Maternal supplementation of FA is recommended to ensure adequate fetal development (Antony, 2007). The placenta concentrates folate into the fetal circulation and the maternal-to-fetal folate transfer is mediated by placental folate receptors (Henderson et al., 1995; Antony, 2007). Sufficient folate in utero is essential for the neuroskeletal development of the fetus, where the brain, skull and spine are growing interdependently (Morse, 2012). Osteogenesis takes place during an intensive cell proliferation and DNA synthesis period, which involves one-carbon metabolism where folate acts to carry and donate one-carbon units to support biosynthetic reactions including for de novo nucleotide and methionine synthesis (Crider et al., 2012). Therefore, as skeletal development occurs mainly during gestation and early life, we hypothesized that prenatal folic acid supplementation (FAS) would reduce and/or counteract the harmful bone effects induced by POPs assuming that they were related to cell proliferation and differentiation.

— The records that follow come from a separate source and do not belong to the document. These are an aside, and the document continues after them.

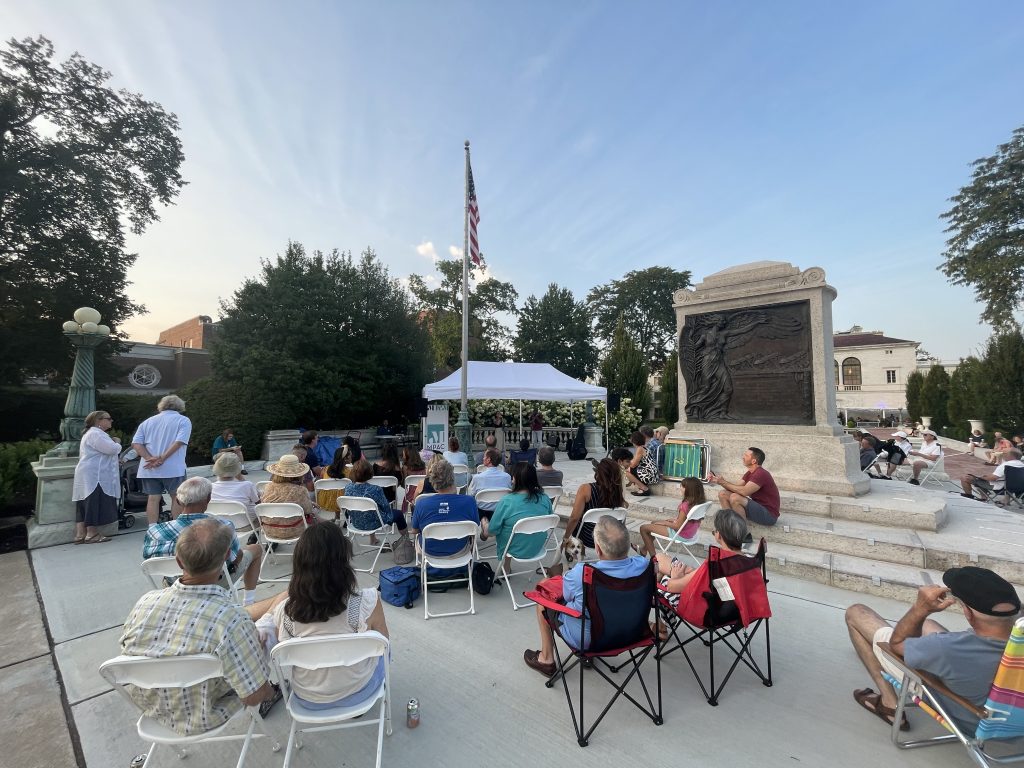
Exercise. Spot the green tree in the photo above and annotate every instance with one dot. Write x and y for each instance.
(555, 329)
(914, 382)
(79, 162)
(440, 311)
(644, 298)
(935, 397)
(985, 249)
(624, 370)
(670, 390)
(333, 338)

Our team previously reported some protective effect of FAS on sperm parameters and sperm miRNA profiles across multiple generations (Herst et al., 2019; Lessard et al., 2019). In this study, however, we observed few noticeable protective effects of direct or ancestral FAS exposure on skeletal development. Prenatal dietary FAS did not counteract delayed ossification and reduced length of long bones in fetuses exposed to POPs in any generation. Moreover, FAS alone led to a similar phenotype to POPs exposure in the F1 generation, with decreased ossification of the front paws. FAS also led to negative effects on pregnancy outcomes, namely fertility rates and preimplantation losses in F3 fathers (Lessard et al., 2019). Our team also showed that FAS could not prevent the deleterious consequences of POPs exposure on lipid homeostasis in male descendants (Navarro et al., 2019). Taken together, therefore, FAS inconsistently prevents the negative effects associated with POPs exposure that occurred over several generations. The timing of exposure may have been insufficient since the FAS lasted only as long as direct exposure to POPs. It is also possible that FA sufficiency, as represented by the control diet, provided a maximal protective effect against POPs and therefore FAS provided no additional benefits. It is possible that a more severe phenotype would have been observed in rats exposed to POPs and a FA-insufficient diet.

Conclusion

In conclusion, this study identifies the skeleton as a susceptible organ system to POPs exposure during the perinatal period, with multigenerational skeletal phenotype alterations. The phenotypes observed were modest, but they reflect the consequences of real-life exposure levels. Indeed, the environmentally relevant POPs mixture is designed to approximate the body burdens observed in human populations in northern Canada (Anas et al., 2005) and the dietary FA levels are physiological, and approximate a level of FA intake achievable by women consuming prenatal supplements and FA fortified foods (Swayne et al., 2012b). The nutritional solution tested here did not successfully counteract the effects of POPs exposure, but a lifetime exposure or other nutritional strategies may warrant investigation. Nevertheless, the consequences of POPs exposure are not only persisting throughout the individuals’ lifetime, but also over generations. This is of importance, as human populations and wildlife living in regions that are persistently contaminated with these environmental toxicants show impaired reproductive functions and increased adverse pregnancy outcomes (Sonne, 2010; Auger et al., 2013; Vested et al., 2014). This research thus stresses the importance of preventing exposure to POPs and finding an accessible, protective alternative with positive health implications for Inuit and their children.